AI Hallucinations in Court Filings: A Public Tracker for Safer Legal Drafting

ChatGPT · Nov 22, 2025

A new public database that catalogs instances of AI “hallucinations” in court filings has quickly become a central reference point for judges, ethics committees, and tech teams wrestling with how to use large language models (LLMs) safely in legal workflows — and early entries show that attorneys, not just pro se litigants, are increasingly implicated in filings that cite fabricated cases, misquoted authorities, or invented exhibits.

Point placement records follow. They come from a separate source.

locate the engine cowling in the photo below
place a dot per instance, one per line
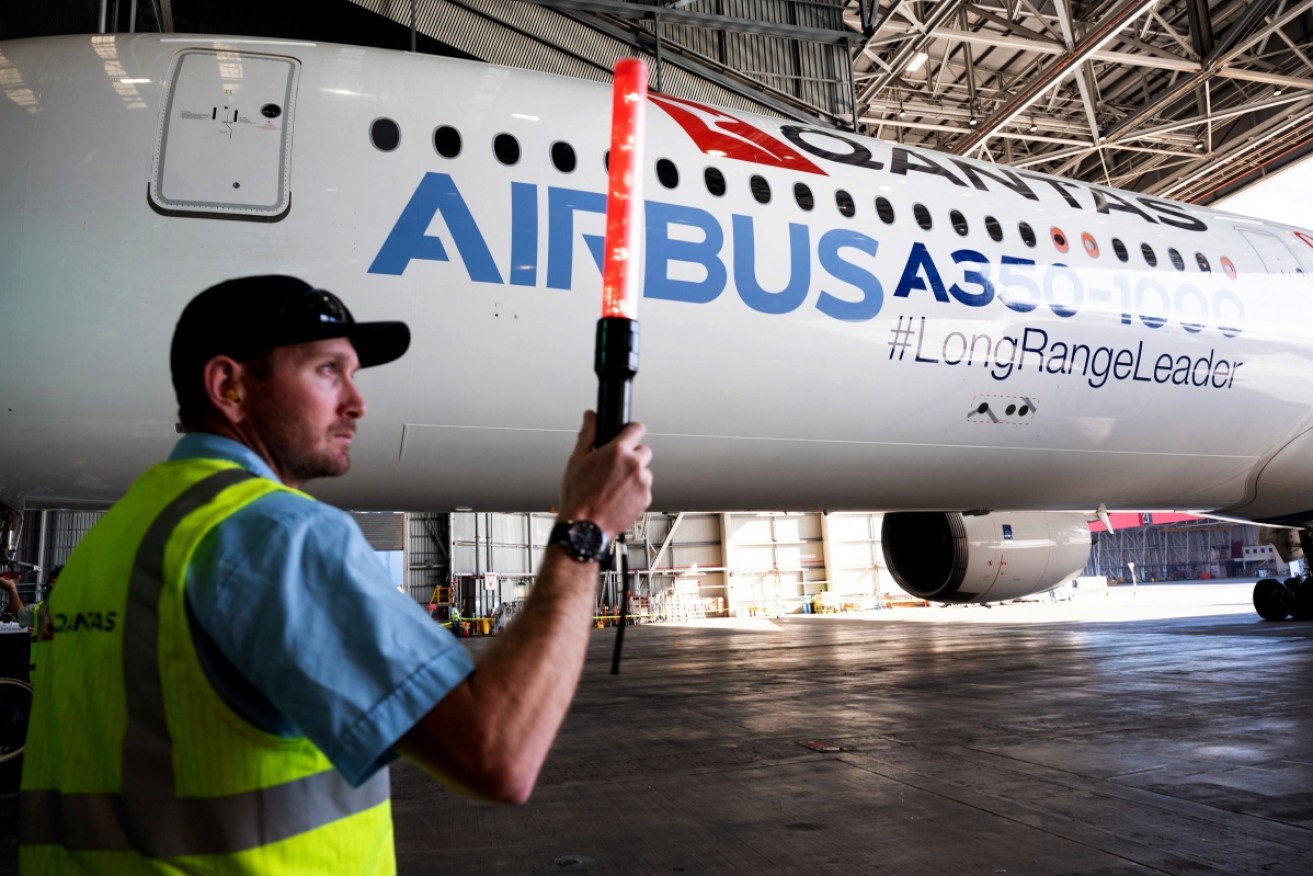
(951, 557)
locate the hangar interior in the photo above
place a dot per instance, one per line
(1191, 100)
(688, 566)
(1183, 99)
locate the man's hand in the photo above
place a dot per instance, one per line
(609, 485)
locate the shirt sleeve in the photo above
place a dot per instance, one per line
(289, 592)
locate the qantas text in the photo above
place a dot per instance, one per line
(692, 258)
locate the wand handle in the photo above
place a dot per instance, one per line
(616, 364)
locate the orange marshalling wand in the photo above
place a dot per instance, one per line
(616, 355)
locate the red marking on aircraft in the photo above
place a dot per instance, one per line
(717, 133)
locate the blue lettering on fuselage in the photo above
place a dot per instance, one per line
(686, 260)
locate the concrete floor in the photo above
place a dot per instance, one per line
(1158, 730)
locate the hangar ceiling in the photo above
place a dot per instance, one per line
(1183, 99)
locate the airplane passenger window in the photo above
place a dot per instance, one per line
(922, 217)
(507, 149)
(447, 141)
(1058, 239)
(802, 195)
(714, 181)
(667, 174)
(844, 202)
(385, 134)
(563, 158)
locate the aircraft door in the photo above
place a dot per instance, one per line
(223, 147)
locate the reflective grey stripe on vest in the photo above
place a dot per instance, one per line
(147, 816)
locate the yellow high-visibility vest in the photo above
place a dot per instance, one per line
(134, 763)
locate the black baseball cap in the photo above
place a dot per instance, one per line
(250, 315)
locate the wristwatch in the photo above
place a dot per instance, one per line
(583, 540)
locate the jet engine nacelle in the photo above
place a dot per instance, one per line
(984, 558)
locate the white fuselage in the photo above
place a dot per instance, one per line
(793, 356)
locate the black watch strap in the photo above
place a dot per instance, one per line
(583, 540)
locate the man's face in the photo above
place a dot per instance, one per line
(302, 414)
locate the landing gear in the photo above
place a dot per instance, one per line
(1291, 598)
(1271, 599)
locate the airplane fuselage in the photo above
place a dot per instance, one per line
(827, 321)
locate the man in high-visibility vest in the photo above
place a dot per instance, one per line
(204, 703)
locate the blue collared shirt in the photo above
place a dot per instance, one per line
(300, 631)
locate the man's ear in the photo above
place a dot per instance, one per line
(225, 384)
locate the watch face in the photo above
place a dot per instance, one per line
(586, 540)
(582, 539)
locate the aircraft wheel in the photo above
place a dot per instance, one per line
(1271, 599)
(1301, 599)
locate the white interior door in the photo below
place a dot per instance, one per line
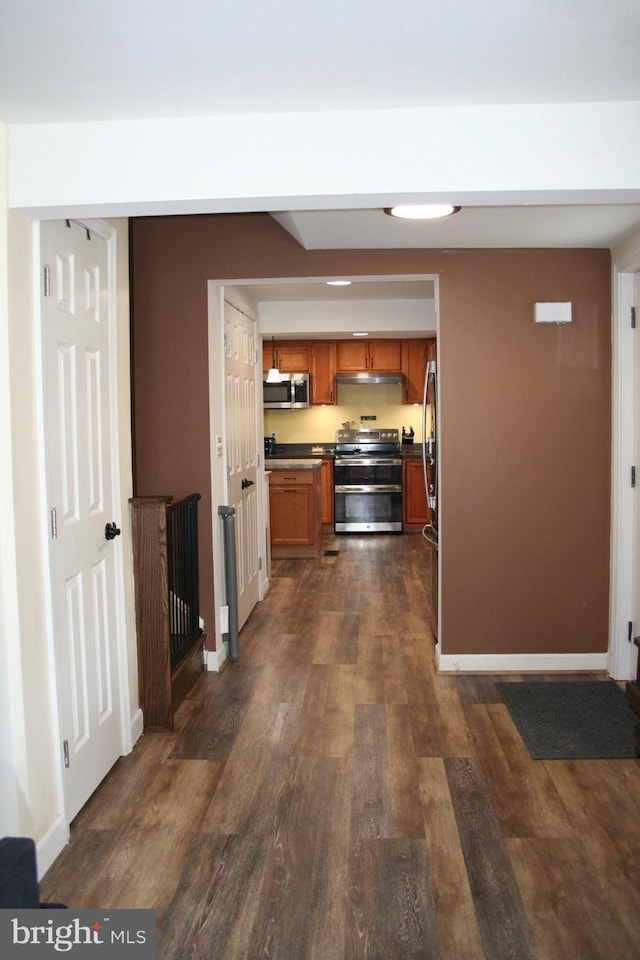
(76, 351)
(242, 452)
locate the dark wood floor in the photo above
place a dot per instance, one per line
(329, 797)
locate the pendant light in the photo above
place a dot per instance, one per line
(274, 374)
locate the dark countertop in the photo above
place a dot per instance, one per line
(303, 451)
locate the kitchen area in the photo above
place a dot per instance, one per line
(345, 424)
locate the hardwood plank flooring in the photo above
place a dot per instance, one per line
(330, 797)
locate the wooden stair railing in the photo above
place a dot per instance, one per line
(162, 685)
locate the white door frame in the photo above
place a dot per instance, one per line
(109, 234)
(217, 433)
(622, 655)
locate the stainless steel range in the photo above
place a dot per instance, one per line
(367, 478)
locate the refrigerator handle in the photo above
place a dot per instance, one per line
(429, 447)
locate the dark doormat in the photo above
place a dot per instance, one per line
(571, 719)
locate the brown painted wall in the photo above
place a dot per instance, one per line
(525, 415)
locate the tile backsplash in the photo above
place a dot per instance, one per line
(319, 424)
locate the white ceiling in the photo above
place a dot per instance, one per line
(83, 60)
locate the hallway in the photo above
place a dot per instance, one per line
(329, 797)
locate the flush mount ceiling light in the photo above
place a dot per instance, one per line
(421, 211)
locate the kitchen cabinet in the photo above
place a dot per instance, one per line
(326, 491)
(383, 356)
(294, 511)
(323, 372)
(414, 496)
(415, 354)
(291, 356)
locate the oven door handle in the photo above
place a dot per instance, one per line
(368, 488)
(359, 462)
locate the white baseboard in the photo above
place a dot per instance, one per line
(137, 726)
(215, 658)
(521, 662)
(51, 845)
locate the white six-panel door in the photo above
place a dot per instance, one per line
(76, 354)
(241, 451)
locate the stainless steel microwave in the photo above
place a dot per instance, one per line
(292, 392)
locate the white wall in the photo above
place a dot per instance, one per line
(342, 317)
(10, 707)
(535, 153)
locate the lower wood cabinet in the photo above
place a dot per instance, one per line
(326, 491)
(294, 512)
(414, 497)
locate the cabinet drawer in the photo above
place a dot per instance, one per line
(291, 478)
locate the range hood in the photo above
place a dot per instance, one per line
(369, 376)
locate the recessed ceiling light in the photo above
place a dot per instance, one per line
(421, 211)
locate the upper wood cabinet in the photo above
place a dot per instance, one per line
(415, 354)
(291, 356)
(381, 356)
(323, 372)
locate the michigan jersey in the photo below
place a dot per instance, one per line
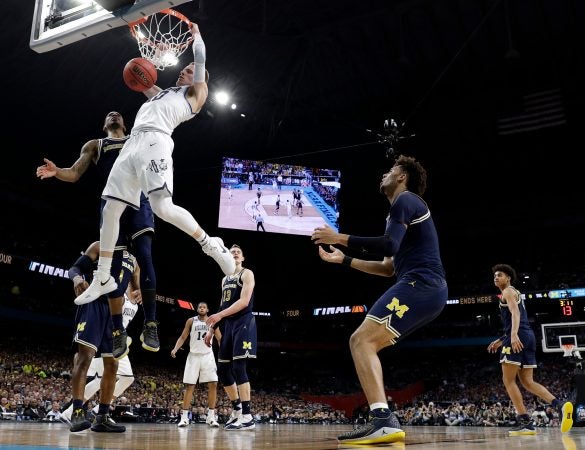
(231, 291)
(108, 150)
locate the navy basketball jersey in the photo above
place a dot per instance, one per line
(507, 316)
(419, 250)
(231, 291)
(108, 150)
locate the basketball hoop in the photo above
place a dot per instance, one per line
(162, 37)
(568, 349)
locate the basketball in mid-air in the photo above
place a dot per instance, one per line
(139, 74)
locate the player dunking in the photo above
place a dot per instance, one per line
(238, 340)
(146, 165)
(200, 365)
(410, 250)
(518, 355)
(136, 225)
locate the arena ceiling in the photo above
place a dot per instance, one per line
(315, 80)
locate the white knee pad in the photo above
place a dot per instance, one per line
(122, 384)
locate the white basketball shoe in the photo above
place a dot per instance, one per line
(214, 247)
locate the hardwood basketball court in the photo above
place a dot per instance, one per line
(47, 436)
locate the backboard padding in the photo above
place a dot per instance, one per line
(84, 21)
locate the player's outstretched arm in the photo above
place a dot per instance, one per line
(70, 174)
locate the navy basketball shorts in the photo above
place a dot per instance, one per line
(94, 327)
(409, 304)
(238, 340)
(526, 358)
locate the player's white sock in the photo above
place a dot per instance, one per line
(104, 267)
(91, 388)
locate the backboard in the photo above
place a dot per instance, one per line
(554, 335)
(57, 23)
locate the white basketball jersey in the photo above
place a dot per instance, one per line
(129, 311)
(198, 330)
(164, 112)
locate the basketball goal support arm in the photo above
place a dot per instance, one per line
(198, 59)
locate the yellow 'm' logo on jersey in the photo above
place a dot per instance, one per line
(395, 306)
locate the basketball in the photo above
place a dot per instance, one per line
(139, 74)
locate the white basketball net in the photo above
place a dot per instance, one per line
(162, 37)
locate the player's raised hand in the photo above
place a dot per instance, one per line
(324, 235)
(47, 170)
(334, 256)
(194, 28)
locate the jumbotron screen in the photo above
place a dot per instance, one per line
(277, 198)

Background: what the tracker is and why it matters

Damien Charlotin, a legal researcher and data scientist, maintains an online AI Hallucination Cases database that logs judicial decisions and orders where courts explicitly address the use (or alleged use) of generative AI that produced erroneous or fabricated material. The tracker is organized by jurisdiction, date, and the nature of the error — for example, fabricated case citations, misattributed quotes, or falsified exhibits — and it has been cited in legal commentary and judicial guidance as an evidence base for how frequent and diverse these failures are. The database is not merely an academic exercise: courts are already using incidents documented there to shape remedial and disciplinary responses. Recent entries include high-profile episodes where judges ordered show‑cause responses, fined counsel, or required remedial training; in other matters judges declined to impose formal sanctions but emphasized that swift, transparent remediation reduced the risk of punishment. These judicial outcomes are valuable for firms and IT teams trying to calibrate both policy and technical controls. Caveat about the numbers: the tracker is a work in progress and heavily time-sensitive. Counts reported on the site — which ranged into the low hundreds during 2025 — reflect documented and discoverable rulings; they are a lower‑bound estimate because many filings do not result in searchable docket language or public orders. Use these totals as directional evidence of growth rather than absolute incidence statistics.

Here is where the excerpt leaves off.